Finalmente, la RGDRN de 22 de mayo de 2018

En relación a la primera cuestión, esta Dirección tiene declarado (vide resoluciones de 22 de febrero de 2018 en esta misma materia de designación de expertos), que el mandato que recibe el auditor de cuentas de la sociedad consistente en: «…la revisión y verificación de las cuentas anuales, así como de otros estados financieros o documentos contables, elaborados con arreglo al marco normativo de información financiera que resulte de aplicación, siempre que dicha actividad tenga por objeto la emisión de un informe sobre la fiabilidad de dichos documentos que pueda tener efectos frente a terceros.», (artículo 1.2 Ley de Auditoría de Cuentas), no puede confundirse con el mandato que recibe un experto independiente, que no tiene porqué ser auditor, para la determinación del valor razonable de la participación del socio que se separa (artículo 353 LSC). De aquí que el hecho de que la sociedad disponga de auditor de cuentas para la verificación de sus estados contables no impide, en absoluto, la procedencia de designación de un experto independiente en los supuestos en que la Ley así lo considera oportuno, como es el que da lugar a la presente.

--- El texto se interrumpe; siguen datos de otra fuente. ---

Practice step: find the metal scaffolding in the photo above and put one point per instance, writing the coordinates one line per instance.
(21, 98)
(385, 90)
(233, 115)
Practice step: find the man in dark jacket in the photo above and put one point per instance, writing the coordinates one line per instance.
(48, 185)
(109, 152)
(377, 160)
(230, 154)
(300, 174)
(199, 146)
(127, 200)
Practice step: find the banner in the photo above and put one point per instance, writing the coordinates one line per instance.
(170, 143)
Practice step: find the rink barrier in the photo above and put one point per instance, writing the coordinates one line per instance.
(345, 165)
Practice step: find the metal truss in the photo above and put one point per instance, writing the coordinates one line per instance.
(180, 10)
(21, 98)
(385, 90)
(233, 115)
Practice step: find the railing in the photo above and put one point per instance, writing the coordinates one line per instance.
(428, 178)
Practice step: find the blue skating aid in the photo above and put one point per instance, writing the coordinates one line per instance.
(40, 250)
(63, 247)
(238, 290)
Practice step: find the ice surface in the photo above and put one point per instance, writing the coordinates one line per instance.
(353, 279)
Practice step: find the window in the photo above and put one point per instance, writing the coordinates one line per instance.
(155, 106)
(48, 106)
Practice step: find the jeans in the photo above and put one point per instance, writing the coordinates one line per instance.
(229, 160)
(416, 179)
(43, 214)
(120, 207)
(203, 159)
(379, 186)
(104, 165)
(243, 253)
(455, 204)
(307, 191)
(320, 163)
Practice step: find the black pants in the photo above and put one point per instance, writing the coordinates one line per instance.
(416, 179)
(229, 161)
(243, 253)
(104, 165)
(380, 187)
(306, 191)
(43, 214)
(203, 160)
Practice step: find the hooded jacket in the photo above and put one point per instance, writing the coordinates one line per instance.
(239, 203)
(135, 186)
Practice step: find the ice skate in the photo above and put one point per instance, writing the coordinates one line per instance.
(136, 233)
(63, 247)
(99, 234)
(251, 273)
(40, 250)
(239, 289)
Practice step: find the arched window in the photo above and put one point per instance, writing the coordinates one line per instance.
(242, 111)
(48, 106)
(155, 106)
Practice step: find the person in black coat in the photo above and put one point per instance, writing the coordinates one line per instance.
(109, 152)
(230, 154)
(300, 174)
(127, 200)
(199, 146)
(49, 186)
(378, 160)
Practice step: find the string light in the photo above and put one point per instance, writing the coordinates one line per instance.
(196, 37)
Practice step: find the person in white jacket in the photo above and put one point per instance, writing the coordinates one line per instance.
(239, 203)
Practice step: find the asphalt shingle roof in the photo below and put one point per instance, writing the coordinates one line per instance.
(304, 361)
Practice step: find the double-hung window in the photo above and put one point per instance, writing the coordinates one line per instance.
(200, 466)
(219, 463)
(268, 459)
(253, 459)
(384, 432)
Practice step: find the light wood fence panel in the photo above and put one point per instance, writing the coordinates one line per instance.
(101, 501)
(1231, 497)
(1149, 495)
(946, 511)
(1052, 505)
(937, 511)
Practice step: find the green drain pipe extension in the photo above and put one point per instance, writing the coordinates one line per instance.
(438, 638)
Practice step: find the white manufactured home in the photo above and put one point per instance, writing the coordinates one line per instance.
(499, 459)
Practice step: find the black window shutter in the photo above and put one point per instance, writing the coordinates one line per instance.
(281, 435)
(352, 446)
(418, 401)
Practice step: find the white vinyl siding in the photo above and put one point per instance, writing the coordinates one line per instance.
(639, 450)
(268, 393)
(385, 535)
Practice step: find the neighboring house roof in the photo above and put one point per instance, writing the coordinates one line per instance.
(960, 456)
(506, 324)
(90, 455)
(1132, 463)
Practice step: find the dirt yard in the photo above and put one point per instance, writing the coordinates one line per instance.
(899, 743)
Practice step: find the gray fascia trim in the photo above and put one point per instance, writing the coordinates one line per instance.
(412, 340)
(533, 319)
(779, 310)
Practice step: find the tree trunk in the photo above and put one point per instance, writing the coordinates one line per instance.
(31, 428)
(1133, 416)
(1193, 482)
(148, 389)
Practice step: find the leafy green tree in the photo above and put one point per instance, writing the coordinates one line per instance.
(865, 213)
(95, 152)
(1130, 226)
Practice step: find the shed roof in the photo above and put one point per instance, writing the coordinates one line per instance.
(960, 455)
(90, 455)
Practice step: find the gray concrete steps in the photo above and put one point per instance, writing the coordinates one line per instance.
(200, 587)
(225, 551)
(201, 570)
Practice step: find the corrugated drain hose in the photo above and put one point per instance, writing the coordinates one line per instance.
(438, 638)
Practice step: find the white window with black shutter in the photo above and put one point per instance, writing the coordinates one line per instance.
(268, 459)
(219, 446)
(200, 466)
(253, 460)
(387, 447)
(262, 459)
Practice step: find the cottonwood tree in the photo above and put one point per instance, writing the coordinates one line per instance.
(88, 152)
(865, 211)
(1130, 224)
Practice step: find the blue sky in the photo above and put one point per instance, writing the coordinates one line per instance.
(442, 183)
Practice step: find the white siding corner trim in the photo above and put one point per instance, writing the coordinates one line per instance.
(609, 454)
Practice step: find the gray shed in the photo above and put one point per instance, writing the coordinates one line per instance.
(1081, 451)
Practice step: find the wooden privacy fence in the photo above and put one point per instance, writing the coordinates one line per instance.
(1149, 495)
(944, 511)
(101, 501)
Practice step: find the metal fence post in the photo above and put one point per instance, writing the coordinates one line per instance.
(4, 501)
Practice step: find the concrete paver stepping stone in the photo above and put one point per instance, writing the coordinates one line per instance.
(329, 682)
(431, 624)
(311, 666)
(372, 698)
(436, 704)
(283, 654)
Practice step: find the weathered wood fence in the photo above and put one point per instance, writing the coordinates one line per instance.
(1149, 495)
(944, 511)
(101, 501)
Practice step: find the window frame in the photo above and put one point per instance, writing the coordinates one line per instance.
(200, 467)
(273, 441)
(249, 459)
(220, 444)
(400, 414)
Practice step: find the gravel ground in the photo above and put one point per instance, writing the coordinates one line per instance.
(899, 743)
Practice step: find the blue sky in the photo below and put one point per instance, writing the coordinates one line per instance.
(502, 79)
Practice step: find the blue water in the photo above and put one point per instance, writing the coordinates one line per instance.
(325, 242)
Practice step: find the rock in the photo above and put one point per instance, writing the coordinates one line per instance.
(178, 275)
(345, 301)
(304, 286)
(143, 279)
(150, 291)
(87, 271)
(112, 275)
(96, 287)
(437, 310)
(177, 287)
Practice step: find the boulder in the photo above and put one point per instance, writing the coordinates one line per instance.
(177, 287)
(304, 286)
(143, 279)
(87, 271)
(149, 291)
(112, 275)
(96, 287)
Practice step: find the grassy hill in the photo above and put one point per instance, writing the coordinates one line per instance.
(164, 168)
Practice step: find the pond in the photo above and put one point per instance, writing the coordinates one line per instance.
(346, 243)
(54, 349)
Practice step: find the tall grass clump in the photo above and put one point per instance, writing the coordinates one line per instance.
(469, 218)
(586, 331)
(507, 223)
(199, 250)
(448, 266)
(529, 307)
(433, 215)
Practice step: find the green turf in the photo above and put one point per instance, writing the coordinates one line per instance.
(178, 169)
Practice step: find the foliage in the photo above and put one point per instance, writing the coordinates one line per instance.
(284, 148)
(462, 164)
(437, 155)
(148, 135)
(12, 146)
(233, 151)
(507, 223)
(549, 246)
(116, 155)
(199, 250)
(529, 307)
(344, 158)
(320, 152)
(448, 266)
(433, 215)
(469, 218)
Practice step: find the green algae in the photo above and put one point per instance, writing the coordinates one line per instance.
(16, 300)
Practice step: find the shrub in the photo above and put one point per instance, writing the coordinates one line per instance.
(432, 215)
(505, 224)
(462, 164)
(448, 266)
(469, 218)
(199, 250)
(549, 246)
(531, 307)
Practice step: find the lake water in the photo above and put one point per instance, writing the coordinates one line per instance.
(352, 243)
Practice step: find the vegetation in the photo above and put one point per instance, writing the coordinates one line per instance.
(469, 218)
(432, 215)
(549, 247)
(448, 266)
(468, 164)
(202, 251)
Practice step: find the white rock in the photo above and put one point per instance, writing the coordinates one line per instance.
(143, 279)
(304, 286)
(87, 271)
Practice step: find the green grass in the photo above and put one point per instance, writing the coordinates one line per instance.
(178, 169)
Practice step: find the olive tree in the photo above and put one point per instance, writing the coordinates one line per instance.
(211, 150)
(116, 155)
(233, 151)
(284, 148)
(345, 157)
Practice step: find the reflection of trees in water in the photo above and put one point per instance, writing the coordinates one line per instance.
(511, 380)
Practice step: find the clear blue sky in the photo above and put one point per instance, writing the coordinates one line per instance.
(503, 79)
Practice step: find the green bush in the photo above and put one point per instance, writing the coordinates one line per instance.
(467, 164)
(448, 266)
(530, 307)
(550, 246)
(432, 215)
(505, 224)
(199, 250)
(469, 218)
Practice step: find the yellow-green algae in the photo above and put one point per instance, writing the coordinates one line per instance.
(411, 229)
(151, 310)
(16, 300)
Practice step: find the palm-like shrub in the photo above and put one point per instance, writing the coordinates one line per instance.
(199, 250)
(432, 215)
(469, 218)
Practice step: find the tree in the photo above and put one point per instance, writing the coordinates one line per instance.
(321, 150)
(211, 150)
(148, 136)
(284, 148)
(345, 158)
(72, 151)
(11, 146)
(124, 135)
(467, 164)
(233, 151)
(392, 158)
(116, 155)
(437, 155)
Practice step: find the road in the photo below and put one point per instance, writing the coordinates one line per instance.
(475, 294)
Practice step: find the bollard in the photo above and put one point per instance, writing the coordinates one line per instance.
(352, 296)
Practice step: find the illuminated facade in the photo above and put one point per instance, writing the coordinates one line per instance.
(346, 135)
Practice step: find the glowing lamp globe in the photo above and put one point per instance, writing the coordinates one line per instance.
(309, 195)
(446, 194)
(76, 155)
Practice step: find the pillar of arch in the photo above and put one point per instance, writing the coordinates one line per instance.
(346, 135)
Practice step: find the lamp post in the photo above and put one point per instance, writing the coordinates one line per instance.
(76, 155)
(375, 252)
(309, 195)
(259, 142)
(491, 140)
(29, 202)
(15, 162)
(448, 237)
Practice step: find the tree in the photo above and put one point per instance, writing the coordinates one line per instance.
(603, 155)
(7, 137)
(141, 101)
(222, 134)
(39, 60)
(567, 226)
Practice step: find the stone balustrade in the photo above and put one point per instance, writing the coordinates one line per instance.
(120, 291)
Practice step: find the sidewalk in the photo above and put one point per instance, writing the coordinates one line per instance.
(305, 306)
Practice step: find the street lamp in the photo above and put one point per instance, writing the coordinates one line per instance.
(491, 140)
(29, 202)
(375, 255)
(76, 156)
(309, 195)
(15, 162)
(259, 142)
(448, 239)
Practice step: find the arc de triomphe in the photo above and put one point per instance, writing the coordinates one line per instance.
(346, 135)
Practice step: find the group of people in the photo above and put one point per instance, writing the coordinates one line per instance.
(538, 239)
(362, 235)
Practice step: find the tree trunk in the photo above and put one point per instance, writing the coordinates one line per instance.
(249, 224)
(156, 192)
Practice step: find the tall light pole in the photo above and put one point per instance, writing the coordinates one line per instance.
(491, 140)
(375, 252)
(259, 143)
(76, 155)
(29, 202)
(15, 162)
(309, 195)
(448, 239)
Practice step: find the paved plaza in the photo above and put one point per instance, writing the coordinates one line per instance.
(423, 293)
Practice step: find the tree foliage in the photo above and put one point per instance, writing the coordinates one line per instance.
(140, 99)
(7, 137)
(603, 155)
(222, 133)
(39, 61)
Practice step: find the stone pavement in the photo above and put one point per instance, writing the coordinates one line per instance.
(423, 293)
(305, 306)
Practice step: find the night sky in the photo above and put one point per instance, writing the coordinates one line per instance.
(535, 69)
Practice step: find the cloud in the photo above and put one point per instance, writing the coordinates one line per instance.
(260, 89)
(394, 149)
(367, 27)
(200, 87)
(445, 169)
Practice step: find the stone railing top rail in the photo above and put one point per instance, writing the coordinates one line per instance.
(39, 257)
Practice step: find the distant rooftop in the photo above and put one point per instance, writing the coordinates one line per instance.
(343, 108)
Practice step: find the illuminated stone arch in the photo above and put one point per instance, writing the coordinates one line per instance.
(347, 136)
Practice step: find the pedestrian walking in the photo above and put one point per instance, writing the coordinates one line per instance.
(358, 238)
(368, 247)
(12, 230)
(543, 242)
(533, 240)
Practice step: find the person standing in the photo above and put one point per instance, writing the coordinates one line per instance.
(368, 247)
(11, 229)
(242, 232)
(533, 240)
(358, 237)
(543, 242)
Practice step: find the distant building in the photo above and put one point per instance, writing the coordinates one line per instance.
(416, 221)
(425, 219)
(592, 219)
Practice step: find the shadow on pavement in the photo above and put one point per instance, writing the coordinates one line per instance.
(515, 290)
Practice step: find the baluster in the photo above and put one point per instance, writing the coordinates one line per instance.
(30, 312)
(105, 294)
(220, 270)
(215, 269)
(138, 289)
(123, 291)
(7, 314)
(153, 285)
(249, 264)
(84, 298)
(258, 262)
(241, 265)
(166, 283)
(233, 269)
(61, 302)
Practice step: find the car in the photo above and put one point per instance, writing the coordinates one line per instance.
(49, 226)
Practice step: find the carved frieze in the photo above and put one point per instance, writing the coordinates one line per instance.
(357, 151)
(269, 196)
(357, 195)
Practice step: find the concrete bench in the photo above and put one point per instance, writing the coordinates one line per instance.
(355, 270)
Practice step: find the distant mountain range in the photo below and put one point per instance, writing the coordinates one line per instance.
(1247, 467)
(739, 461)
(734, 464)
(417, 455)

Establecido lo anterior, resulta patente que la convocatoria de la junta en la que se adoptaron los acuerdos de aprobación de cuentas y de aplicación del resultado es nula de pleno derecho como son nulos los acuerdos subsiguientes.

Dejo hoy al margen de comentario dos Resoluciones, la de 13 de marzo de 2018 y de 9 de abril de 2018, que me parece que pueden ser comentadas de manera separada.